Hey all,
I am running ESXi 4.1 on an Intel server and I get PSOD's whenever I perform certain disk operations. It seems to happen when I partition a disk or once in a while when writing to disk.
It happens on thin or thick provisioned disks
It ONLY happens with LSI Parallel config, not LSI SAS.
I have attached the purple screen I get. It sucks that a Linux guests disk operation can crash an entire ESXi host with 15 guests on it. The guest disk operations SHOULD be irrelevant to the host.
Any help would be appreciated.
Thanks
-J
Just got 2 of the ARC-1882ix-16 with 2gb cache memory and the battery option this morning. In the process of migrating VM's off one of my hosts and will start the process of installing the new card and esxi 5, for the 100 billionth time lol.
Here are some of my findings, and a recap. When I had the adaptec 51245 firmware 18937 in place it was very difficult to manage and the logs were pretty hard for me to read due to the date not being appended to events. The array would randomly rebuild and it would cause the server to crash due to disk latency when the rebuild would occur. I was able to install windows and export a support bundle. I sent it to adaptec but because I am out of warranty they couldn't tell me anything. Maybe if I spent more time with it I could have figured out the problem, but I didn't.
So, I replaced it with an ARC-1882ix-16 with 2 GB cache and a battery module. I built the array and installed ESXi 5. I had to use ESXi-Customizer, an extremely easy to use and very handy utility, to insert the driver into the ESXi install cd. It ran idle over the first night and when I came in the next day I heard an alarm. To my surprise I saw the array was degraded and it showed me what drive had failed!

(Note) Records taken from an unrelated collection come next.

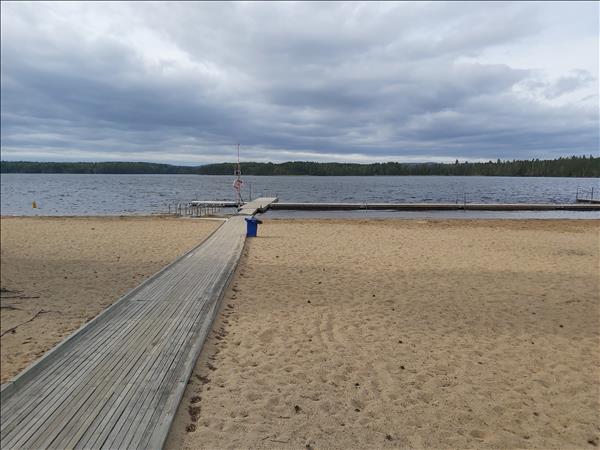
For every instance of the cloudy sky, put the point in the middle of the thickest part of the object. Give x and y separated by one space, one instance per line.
184 82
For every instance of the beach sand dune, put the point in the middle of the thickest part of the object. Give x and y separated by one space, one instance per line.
376 334
58 273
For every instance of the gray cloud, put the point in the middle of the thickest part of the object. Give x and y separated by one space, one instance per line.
183 82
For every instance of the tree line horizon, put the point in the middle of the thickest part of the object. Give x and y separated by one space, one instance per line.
573 166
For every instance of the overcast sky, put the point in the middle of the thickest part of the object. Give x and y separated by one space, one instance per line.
184 82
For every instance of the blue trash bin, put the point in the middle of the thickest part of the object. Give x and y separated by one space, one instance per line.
252 226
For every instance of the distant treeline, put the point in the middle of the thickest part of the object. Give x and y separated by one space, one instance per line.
575 166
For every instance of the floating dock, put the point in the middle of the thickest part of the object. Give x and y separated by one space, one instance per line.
117 382
436 206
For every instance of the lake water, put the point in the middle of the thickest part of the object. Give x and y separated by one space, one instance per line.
66 194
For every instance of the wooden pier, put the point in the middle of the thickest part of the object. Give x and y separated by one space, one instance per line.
436 206
117 382
258 205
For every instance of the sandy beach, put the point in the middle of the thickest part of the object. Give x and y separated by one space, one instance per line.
347 334
420 334
58 273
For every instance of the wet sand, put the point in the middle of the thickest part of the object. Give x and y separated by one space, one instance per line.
58 273
414 333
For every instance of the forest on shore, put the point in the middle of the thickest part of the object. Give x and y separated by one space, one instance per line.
574 166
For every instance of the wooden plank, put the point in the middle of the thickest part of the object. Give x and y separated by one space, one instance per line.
256 206
118 380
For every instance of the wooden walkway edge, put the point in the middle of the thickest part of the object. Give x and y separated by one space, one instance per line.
117 382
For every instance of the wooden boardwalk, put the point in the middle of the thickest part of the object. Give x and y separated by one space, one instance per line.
117 382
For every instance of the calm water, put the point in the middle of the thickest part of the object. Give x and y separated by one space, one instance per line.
59 194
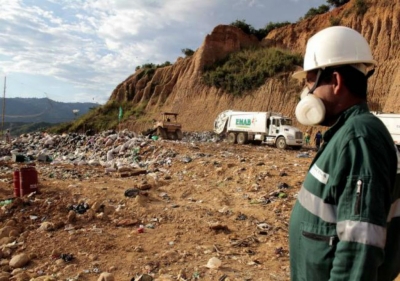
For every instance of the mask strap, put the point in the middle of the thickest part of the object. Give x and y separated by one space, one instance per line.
311 91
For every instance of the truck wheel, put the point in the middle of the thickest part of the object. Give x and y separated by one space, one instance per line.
179 134
232 138
161 133
242 138
172 135
281 143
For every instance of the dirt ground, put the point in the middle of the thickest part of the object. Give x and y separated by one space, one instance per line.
207 200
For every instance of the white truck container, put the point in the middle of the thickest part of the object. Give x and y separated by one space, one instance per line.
272 128
392 123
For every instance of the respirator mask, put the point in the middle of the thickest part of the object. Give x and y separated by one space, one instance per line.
310 110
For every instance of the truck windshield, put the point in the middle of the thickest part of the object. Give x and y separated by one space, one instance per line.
286 122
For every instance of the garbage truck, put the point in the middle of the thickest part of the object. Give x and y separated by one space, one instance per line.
258 127
392 123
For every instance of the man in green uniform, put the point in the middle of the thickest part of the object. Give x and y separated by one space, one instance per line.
345 224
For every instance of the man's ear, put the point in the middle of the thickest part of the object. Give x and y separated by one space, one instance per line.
337 82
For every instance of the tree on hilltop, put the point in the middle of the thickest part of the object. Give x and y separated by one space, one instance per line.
337 3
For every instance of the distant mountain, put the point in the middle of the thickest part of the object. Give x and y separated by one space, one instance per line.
35 110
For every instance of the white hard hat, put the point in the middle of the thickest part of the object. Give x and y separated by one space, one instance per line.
336 45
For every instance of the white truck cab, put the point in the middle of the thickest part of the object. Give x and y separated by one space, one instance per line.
272 128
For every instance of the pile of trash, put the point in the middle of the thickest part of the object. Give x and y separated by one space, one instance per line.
110 149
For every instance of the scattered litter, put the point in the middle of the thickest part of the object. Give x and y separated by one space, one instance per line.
132 192
81 208
67 257
303 155
214 263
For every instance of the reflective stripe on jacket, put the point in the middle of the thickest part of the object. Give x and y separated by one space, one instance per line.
346 221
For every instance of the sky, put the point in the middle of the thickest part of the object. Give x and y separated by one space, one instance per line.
80 50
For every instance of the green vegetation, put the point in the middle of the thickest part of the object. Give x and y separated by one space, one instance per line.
150 68
334 21
187 52
248 69
259 33
337 3
316 11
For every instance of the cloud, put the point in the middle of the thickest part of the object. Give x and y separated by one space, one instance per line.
93 45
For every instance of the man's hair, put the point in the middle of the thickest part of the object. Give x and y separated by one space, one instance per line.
355 81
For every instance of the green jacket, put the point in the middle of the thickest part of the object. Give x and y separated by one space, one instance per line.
345 224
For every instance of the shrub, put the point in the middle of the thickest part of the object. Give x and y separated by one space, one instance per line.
316 11
259 33
248 69
337 3
334 21
246 28
187 52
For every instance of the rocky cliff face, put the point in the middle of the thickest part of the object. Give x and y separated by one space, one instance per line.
178 88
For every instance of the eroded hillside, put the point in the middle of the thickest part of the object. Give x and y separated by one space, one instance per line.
179 87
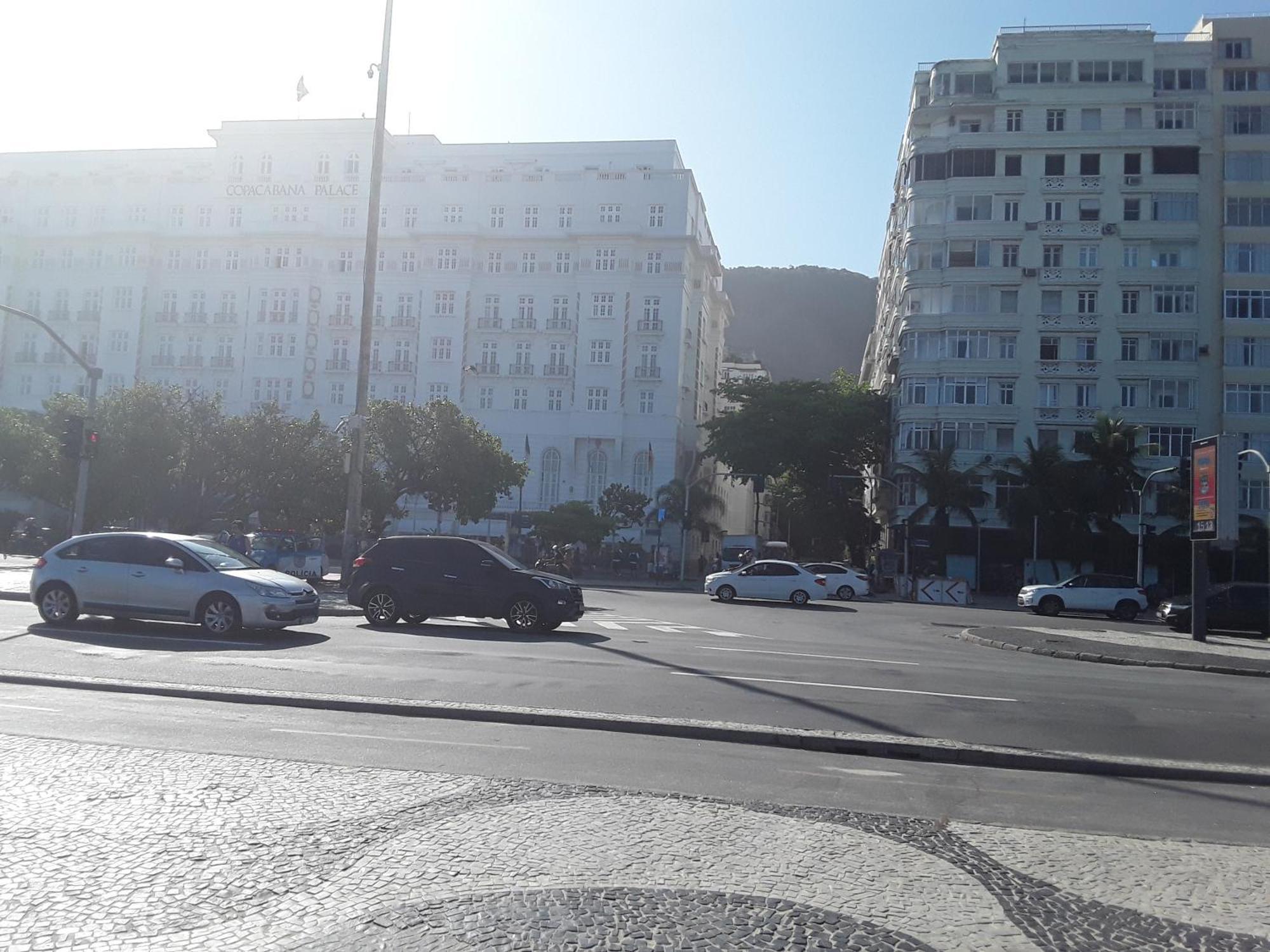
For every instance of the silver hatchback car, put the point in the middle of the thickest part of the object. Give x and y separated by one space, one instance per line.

Why couldn't the adaptec controller do its job and show me what drive had failed instead of simply rebuilding the array and failing again and again?
I replaced the drive and everything has been pretty stable since.
I'm still testing the stability of the areca and its ability to not corrupt data. I started to storage vMotion a powered off VM between local and remote iSCSI storage using md5sum in between moves. The first move was successful.
7702b3e875d04326e7fb5a96555138a1 Test1-flat.vmdk
7702b3e875d04326e7fb5a96555138a1 Test1-flat.vmdk
I imported an OVF which was an HP P4000 VSA 9.5. When I booted it the linux OS detected storage corruption and would not fully boot. Is this a coincidence? I deleted it and reimported it and everything appears to be ok.
I'm going to start another VM and load IOmeter on it and perform a storage vmotion of the other test VM and compare the md5 checksum value.
Thoughts anyone?
Thanks!
John
Well, I'm not sure what to do at this point.
The last copy and md5sum were different.
180bbf306867e5b7886e17159559d855 Test1-flat.vmdk (resides on test host) --->
352a0c3bd422345c0f39311ba7a65860 Test1-flat.vmdk (resides on areca host)
And I had a corrupted imported OVF VM.
The VM booted and I ran a check disk, the results are no problems were found. I am so very confused by these results.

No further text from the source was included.